Studio Voltaire has long punched above its weight, now it’s got a space to match

The non-profit space has reopened after a £2.8m capital project and it’s just what the doctor ordered, says Ben Luke
Mark Blower
Ben Luke12 October 2021

The non-profit space Studio Voltaire has long punched above its weight from a quiet residential street in Clapham. It’s shown work by major artists like Nairy Baghramian, Phyllida Barlow and Turner Prize-winner Charlotte Prodger before they achieved their current renown, championed marginalised groups and LGBTQ artists and movements in particular, and commissioned inspired products from artists for its retail section, House of Voltaire, from Jeremy Deller’s F*** Brexit t-shirts to a blanket from Rachel Whiteread, an apron from Ed Ruscha and dinner plates from Linder.

Now, after a £2.8m capital project, it’s transformed its galleries, hugely expanded the number of artist studios at its core, and created a café and a new House of Voltaire shop. It’s a huge improvement on the previously characterful but limited space.

Artist Anthea Hamilton has designed a delightful garden, with typically sharp attention to materials in the pebbled and tiled borders, a pergola with seating and a fountain with, wonderfully, a cauliflower as its ornamental centre. Inside, the loos have been decorated with brilliantly colourful tiles featuring a regular motif of stylised eyes – the inimitable graphic work of Joanne Tatham and Tom O’Sullivan (and you can buy Tatham and O’Sullivan-designed loo paper in the shop).

Anthea Hamilton’s garden
Benedict Johnson

There’s also a video installation by Monster Chetwynd, using her customary handmade puppetry and performance alongside documentary elements. She and her collaborator Jack Brennan reflect on the legacy of Nikola Tesla, the Serbian inventor and electrical engineer who hoped to provide free energy for all, and the commandeering of his surname by Elon Musk’s company. Chetwynd also explores how the “free energy” of the body can be harnessed through performance. It’s a typically ramshackle affair, at times a little arch, but the most compelling work I’ve seen by Chetwynd for ages.

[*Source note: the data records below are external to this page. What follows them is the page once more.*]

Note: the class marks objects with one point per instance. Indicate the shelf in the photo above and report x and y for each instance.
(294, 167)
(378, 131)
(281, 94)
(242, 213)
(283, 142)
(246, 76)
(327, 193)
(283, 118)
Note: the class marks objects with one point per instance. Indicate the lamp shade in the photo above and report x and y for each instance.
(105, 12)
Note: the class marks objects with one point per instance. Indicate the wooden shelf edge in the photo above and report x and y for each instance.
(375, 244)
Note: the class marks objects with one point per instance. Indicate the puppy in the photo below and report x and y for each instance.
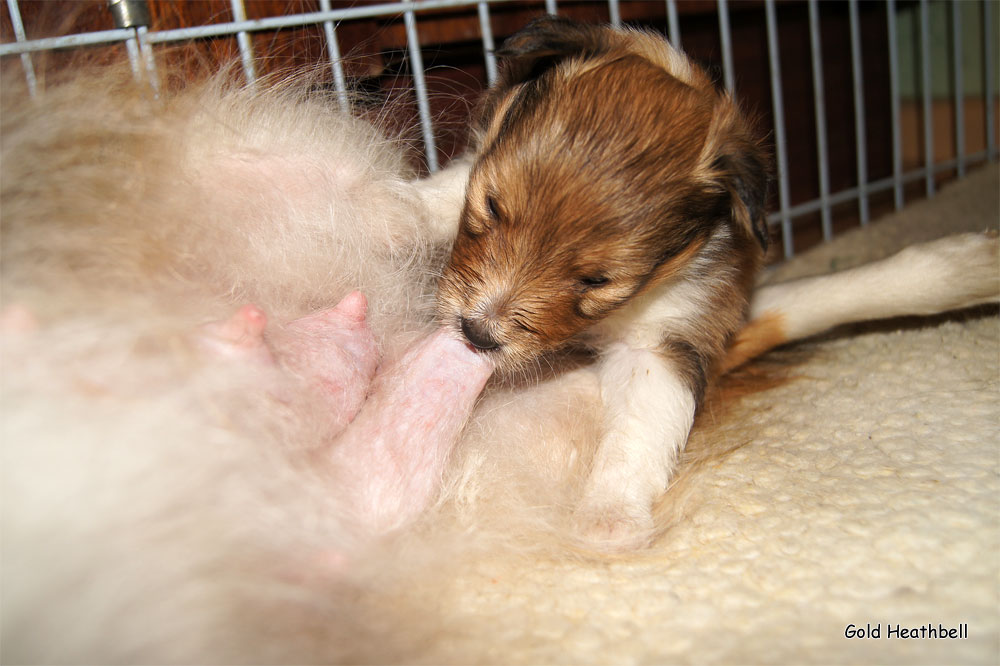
(615, 198)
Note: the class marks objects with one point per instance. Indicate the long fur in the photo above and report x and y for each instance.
(157, 505)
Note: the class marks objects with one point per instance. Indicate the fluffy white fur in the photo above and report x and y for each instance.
(157, 506)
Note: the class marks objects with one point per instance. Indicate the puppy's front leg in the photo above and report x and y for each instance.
(648, 411)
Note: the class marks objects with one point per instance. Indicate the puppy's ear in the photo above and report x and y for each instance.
(742, 169)
(543, 43)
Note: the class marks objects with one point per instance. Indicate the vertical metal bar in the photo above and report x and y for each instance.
(774, 60)
(897, 142)
(727, 45)
(819, 102)
(859, 114)
(243, 39)
(956, 38)
(336, 63)
(420, 85)
(614, 13)
(991, 135)
(134, 59)
(146, 51)
(19, 35)
(674, 24)
(486, 30)
(925, 70)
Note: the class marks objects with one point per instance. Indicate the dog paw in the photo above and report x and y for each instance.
(614, 528)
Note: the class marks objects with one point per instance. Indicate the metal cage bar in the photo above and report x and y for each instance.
(243, 39)
(725, 37)
(860, 138)
(19, 35)
(956, 45)
(897, 140)
(139, 44)
(925, 71)
(336, 62)
(420, 87)
(988, 65)
(673, 24)
(819, 104)
(486, 30)
(774, 61)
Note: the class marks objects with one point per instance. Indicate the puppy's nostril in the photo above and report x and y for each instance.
(476, 333)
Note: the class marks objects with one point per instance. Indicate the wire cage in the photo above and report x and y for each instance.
(864, 105)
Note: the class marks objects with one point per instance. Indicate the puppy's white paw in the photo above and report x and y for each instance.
(614, 527)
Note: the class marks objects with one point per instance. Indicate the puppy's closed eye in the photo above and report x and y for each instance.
(594, 281)
(492, 209)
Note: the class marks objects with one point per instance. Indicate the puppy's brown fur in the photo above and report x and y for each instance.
(615, 197)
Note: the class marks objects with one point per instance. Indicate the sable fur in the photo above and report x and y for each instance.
(606, 164)
(615, 199)
(158, 507)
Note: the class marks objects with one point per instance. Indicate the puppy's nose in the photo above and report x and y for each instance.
(476, 333)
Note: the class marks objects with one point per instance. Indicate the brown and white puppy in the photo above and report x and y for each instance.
(615, 198)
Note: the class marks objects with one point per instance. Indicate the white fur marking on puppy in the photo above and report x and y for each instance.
(648, 414)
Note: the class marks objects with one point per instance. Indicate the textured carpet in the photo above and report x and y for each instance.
(865, 492)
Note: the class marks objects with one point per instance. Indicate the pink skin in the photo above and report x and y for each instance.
(392, 436)
(393, 455)
(335, 351)
(332, 351)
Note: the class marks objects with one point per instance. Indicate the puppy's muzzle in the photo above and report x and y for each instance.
(477, 333)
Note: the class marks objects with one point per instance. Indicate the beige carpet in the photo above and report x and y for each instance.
(867, 493)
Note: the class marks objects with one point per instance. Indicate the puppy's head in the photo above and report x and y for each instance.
(605, 162)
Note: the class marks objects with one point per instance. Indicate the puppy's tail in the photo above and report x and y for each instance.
(948, 274)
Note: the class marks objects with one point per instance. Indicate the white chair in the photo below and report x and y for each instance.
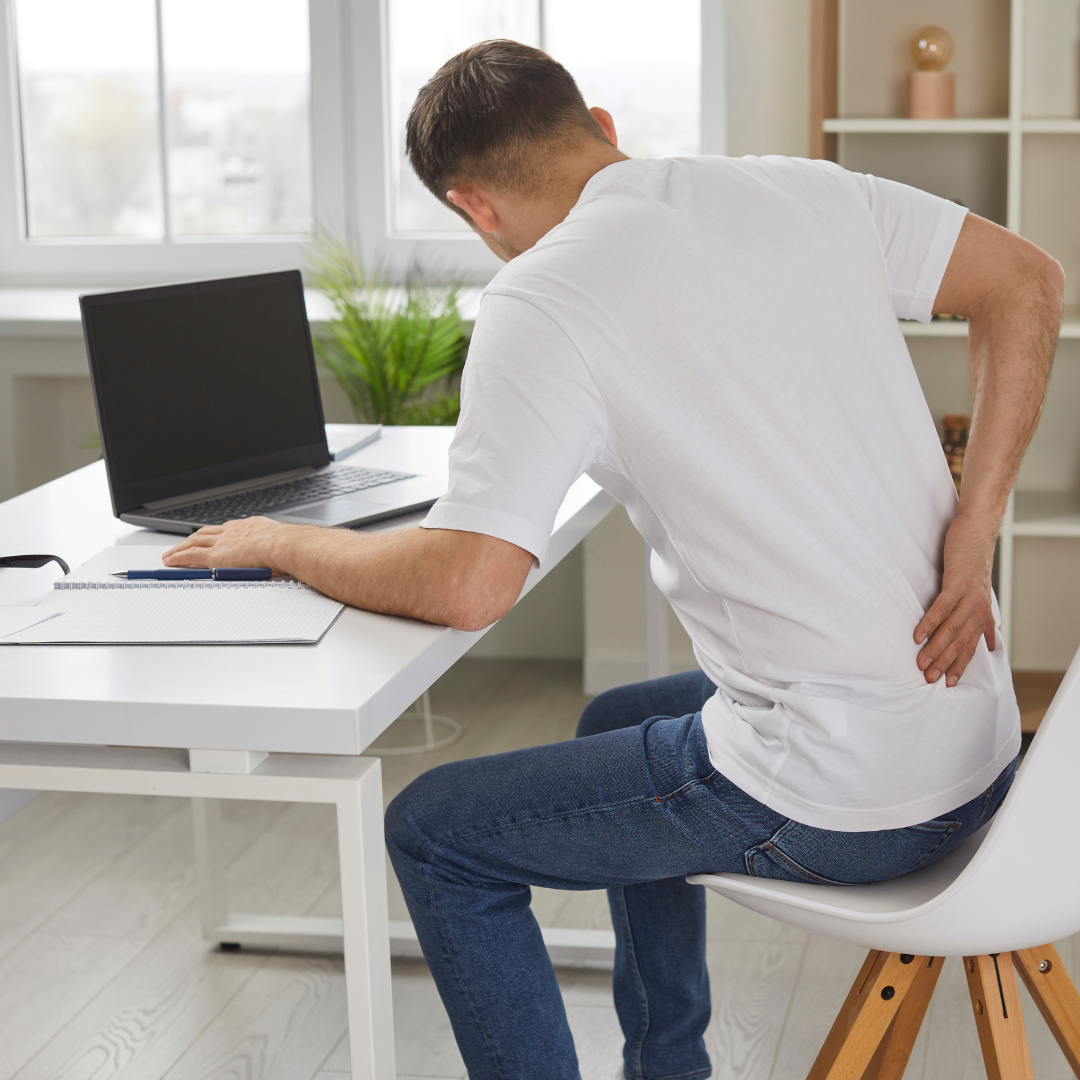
(995, 901)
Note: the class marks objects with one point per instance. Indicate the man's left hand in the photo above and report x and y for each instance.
(962, 611)
(251, 541)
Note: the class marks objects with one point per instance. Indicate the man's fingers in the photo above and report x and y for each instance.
(960, 664)
(940, 610)
(959, 647)
(948, 629)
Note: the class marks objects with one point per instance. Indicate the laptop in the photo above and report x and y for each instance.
(208, 408)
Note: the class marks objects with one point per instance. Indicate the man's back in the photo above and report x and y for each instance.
(715, 341)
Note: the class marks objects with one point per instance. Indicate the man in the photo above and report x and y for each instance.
(715, 341)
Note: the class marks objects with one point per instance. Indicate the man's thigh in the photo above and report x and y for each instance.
(633, 805)
(630, 705)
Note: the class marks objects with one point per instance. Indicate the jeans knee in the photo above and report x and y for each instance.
(405, 824)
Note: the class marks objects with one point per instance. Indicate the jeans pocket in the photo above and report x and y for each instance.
(800, 853)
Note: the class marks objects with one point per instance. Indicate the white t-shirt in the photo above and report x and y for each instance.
(714, 340)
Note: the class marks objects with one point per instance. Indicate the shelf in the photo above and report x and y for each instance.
(1051, 126)
(952, 327)
(1070, 327)
(1047, 514)
(873, 125)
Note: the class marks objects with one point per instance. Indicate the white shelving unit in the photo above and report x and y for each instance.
(1012, 154)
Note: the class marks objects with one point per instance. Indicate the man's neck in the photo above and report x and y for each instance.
(536, 218)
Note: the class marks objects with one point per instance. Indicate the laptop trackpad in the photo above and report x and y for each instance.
(342, 509)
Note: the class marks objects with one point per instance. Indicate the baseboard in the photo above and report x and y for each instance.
(12, 800)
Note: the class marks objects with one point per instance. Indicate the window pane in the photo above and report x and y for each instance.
(239, 131)
(423, 36)
(89, 99)
(644, 66)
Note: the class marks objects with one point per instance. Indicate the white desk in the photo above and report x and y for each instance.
(125, 718)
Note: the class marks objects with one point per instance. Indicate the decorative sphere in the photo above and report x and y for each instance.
(932, 48)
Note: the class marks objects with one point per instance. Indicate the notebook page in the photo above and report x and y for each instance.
(289, 612)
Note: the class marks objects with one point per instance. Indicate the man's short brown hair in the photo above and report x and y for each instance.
(494, 113)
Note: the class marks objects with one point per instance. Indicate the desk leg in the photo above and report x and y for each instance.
(210, 866)
(366, 929)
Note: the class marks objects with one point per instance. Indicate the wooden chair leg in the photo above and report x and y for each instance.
(895, 1048)
(868, 1014)
(1049, 983)
(996, 1002)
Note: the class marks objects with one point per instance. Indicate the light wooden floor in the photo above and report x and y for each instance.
(103, 973)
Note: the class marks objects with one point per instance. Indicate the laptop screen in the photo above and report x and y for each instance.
(203, 385)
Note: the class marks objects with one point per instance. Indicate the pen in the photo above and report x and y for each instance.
(198, 574)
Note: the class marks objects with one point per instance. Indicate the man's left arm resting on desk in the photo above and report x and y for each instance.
(466, 580)
(531, 422)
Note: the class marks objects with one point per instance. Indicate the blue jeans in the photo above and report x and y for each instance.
(632, 806)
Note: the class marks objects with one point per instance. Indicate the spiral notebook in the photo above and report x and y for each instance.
(91, 607)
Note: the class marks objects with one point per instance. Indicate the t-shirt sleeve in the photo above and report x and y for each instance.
(531, 422)
(918, 232)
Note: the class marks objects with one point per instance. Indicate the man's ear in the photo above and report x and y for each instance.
(607, 124)
(475, 205)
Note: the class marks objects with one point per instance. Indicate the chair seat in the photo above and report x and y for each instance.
(918, 913)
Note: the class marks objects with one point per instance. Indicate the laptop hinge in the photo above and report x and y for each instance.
(213, 493)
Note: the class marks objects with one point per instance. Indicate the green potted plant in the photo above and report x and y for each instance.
(396, 352)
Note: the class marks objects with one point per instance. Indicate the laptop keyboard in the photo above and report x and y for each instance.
(291, 493)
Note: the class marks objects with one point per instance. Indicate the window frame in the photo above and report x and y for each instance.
(96, 260)
(352, 147)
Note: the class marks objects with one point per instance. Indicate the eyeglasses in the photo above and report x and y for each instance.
(32, 562)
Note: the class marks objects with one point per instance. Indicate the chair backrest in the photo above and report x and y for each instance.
(1025, 877)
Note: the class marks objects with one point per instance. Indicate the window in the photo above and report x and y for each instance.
(149, 140)
(638, 59)
(136, 122)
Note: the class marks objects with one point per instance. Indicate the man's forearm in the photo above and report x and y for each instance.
(467, 580)
(1012, 341)
(1011, 294)
(421, 574)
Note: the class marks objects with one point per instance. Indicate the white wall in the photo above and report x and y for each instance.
(768, 65)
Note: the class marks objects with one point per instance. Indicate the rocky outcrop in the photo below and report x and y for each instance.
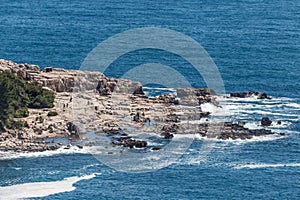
(196, 97)
(259, 95)
(107, 86)
(265, 121)
(91, 102)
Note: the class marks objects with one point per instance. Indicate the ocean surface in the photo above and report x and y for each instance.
(254, 43)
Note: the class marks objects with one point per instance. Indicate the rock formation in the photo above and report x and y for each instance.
(90, 102)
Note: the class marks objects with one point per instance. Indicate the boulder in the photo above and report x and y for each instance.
(265, 121)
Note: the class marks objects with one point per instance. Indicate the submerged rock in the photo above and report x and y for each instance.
(265, 121)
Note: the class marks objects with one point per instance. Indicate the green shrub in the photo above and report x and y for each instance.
(16, 96)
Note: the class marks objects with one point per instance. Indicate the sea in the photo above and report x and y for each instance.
(255, 45)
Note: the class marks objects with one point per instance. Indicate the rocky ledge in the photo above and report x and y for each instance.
(90, 102)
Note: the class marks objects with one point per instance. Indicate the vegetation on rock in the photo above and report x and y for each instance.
(16, 96)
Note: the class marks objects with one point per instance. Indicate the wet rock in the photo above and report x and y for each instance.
(156, 149)
(73, 129)
(170, 128)
(130, 143)
(259, 95)
(265, 121)
(167, 135)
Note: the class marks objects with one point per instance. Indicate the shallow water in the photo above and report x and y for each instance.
(255, 45)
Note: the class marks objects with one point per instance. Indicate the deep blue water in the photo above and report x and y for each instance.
(255, 45)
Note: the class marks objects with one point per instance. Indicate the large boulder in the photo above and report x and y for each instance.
(265, 121)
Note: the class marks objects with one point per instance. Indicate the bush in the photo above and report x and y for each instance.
(52, 113)
(16, 96)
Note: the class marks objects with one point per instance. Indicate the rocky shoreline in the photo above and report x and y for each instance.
(91, 102)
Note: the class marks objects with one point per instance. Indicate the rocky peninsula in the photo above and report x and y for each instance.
(91, 102)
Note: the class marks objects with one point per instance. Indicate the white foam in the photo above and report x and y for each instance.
(265, 165)
(293, 105)
(9, 155)
(41, 189)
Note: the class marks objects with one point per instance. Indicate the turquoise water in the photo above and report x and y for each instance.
(255, 45)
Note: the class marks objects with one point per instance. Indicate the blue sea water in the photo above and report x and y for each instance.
(255, 45)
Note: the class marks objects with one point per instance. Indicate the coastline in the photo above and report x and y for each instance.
(90, 102)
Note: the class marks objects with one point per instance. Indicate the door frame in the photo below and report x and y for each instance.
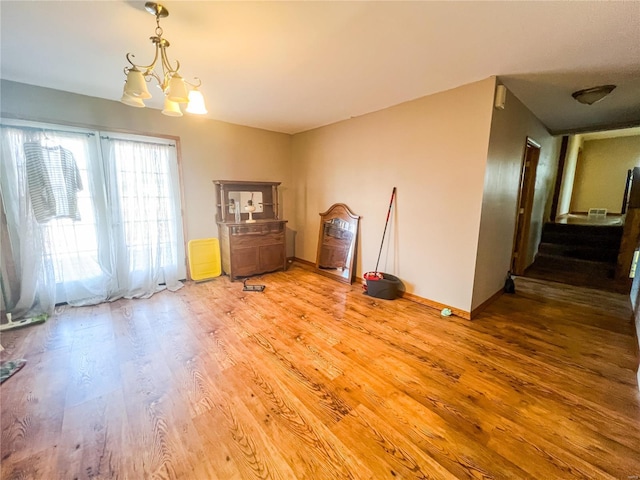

The first show in the spruced-up main exhibition space, meanwhile, is dedicated to William Scott, the self-taught artist with learning disabilities from San Francisco. Scott has worked since 1992 with Creative Growth, an Oakland non-profit organisation that works in a professional art studio environment with people with disabilities, and he’s developed a distinctive practice combining painting and architectural drawing and modelling. Scott’s vision, realised in vivid colour and bold, direct form, is an afrofuturist utopia, populated by figures from entertainment and contemporary and historic politics.

Untitled, 2014
William Scott, courtesy of the artist and Creative Growth

He reimagines San Francisco as Praise Frisco, with new communities in the Bayview projects in which he grew up. He pictures the Skyline Friendly Organisation, whose UFO-like citizen ships bring resurrected figures who have died, like Martin Luther King and Prince, back to a peaceful world. He repeatedly pictures “the younger Diana Ross of the Classic ‘70s” as an ideal, almost holy woman, alongside celebrities like Oprah, Janet Jackson and Halle Berry. In a wonderful video, he reimagines Darth Vader as a latter-day St Francis feeding the birds, exclaiming “It’s a nice day outside!”, strolling through the park and singing: “Beautiful peace on earth.”

But perhaps most stirring is the Another Life series where Scott reimagines his own circumstances and those of his family. He pictures himself as a 1970s basketball hero Billy the Kid, as a glamorous young man accompanied by Prom queens and as the beneficiary of a miraculous healing agent that erases the scars sustained from burns when Scott was a child.

In a letter shown here, he expresses the desire “to be taking off the diagnoses… no more disabilities”. Scott’s art is a form of activism, a plea for social change, but it’s also moving personal testimony.